Power saving is limited in rFLOV since, when a router goes to sleep, none of its neighbors are allowed to sleep regardless of the power states of their attached cores. In this section, we propose *generalized FLOV* (*gFLOV*) where two or more consecutive routers in a row/column can be powergated simultaneously.

The main challenge of gFLOV in comparison with rFLOV is the added complexity of handshaking between routers so as to keep consistent PSRs and maintain the credit information of downstream routers. This is because, unlike in rFLOV, consecutive routers can be power-gated, the handshake signaling between two active routers (logical

neighbors) may need to cross several power-gated routers. In rFLOV, there is no need for handshake relaying because the handshaking occurs always between two immediate (physical) neighbors, whereas when a router wants to drain/wake up in gFLOV, it has to handshake with the nearest powered-on router in each direction (if there is one), which is its logical neighbor. The power-gated routers in the middle should forward the handshake signals, in addition to updating their corresponding logical and physical neighbor routers' power states in the PSRs.

The credit control is similar with rFLOV, where the power-gated router is responsible for copying its credit counters to its upstream router. Since there might be multiple consecutive power-gated routers in the middle, the credit information is relayed across these sleeping routers until it reaches a powered-on upstream router. Like rFLOV, a router that wakes up will receive credit information from its downstream router and the upstream router sets its credits to full availability.

The handshake protocol of gFLOV requires some protocol level restrictions and additional functionalities, when compared with rFLOV, which are described as follows.

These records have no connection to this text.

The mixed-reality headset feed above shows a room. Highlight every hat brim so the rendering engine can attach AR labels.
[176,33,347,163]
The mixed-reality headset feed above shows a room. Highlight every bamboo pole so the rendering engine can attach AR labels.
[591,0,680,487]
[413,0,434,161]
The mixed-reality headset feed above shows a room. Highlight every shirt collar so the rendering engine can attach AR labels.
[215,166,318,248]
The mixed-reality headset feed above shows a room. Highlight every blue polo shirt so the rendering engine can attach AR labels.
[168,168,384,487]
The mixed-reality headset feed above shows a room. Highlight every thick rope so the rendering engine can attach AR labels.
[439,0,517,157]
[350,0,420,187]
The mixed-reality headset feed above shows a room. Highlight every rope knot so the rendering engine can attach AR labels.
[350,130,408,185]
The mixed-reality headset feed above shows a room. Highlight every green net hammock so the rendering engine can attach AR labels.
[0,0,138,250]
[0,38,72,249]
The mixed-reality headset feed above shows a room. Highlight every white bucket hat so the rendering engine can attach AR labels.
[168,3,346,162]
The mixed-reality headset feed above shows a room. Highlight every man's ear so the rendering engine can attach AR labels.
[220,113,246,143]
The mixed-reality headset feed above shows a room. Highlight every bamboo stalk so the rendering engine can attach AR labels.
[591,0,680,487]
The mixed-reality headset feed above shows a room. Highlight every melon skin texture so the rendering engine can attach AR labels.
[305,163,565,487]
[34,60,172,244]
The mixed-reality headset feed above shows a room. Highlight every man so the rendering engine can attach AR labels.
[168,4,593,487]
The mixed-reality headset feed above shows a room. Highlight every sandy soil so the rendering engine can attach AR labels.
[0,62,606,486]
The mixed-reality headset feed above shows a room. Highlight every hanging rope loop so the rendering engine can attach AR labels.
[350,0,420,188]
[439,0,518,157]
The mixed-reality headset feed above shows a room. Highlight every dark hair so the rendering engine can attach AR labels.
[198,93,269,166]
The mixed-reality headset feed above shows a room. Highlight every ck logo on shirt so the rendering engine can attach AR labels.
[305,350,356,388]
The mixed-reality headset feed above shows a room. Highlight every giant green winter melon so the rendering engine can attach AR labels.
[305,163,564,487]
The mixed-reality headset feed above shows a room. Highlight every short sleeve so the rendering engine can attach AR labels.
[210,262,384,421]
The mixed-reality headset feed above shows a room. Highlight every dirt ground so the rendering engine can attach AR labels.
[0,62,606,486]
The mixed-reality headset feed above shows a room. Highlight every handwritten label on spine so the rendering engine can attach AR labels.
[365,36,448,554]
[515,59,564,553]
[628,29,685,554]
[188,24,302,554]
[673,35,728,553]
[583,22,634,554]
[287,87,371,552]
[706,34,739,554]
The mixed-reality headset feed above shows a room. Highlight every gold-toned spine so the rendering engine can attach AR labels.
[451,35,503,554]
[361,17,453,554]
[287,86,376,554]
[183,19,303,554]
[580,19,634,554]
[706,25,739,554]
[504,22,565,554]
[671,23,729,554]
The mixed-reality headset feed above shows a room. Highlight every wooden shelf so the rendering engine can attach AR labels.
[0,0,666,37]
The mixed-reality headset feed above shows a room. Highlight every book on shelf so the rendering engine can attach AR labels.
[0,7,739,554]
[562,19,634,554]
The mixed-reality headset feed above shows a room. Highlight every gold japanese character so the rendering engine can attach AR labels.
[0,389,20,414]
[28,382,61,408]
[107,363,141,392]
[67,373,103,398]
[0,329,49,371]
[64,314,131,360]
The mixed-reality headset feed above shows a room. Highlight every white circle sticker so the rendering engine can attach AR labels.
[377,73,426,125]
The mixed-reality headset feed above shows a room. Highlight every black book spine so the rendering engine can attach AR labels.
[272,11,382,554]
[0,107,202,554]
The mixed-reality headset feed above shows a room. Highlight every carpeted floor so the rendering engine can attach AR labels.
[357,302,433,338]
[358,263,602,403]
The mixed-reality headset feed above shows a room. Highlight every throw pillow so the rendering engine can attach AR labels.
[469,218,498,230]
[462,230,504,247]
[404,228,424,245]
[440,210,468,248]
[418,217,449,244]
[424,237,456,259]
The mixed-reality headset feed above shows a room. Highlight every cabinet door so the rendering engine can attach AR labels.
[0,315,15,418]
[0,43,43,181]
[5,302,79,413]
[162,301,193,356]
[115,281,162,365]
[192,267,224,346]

- In gFLOV, after a router finishes power-gating (goes into the *Sleep* state), it should send its corresponding logical downstream neighbor's power state in each direction to its upstream router, in addition to its current power state. This is because the logical downstream router of the power-gating router will now become the logical downstream router for its upstream router. This way the logical PSRs of all the routers are kept up-todate.
- In gFLOV, no two logical neighbor routers in the same row/column are allowed to stay in *Draining-Draining* or *Draining-Wakeup* state combinations at the same time in order to avoid protocol deadlock. Since *Wakeup* is more crucial for performance, *Draining* has lower priority if one of the handshaking routers is trying to wake up and the other trying to drain. However, for simplicity of handshaking, if a power-gated router has a downstream router in the *Draining* state, it cannot wake up until the draining router changes its state. Similar with rFLOV, if the handshaking routers are trying to drain at the same time, only the one with a smaller router id can proceed.
- Two routers in the same row/column can wake up at the same time in gFLOV. Unlike the *Draining-Draining* combination, two waking up routers have no dependence on each other. Any of the handshaking *Wakeup* routers should relay the drain\_done handshake signal to the other *Wakeup* router.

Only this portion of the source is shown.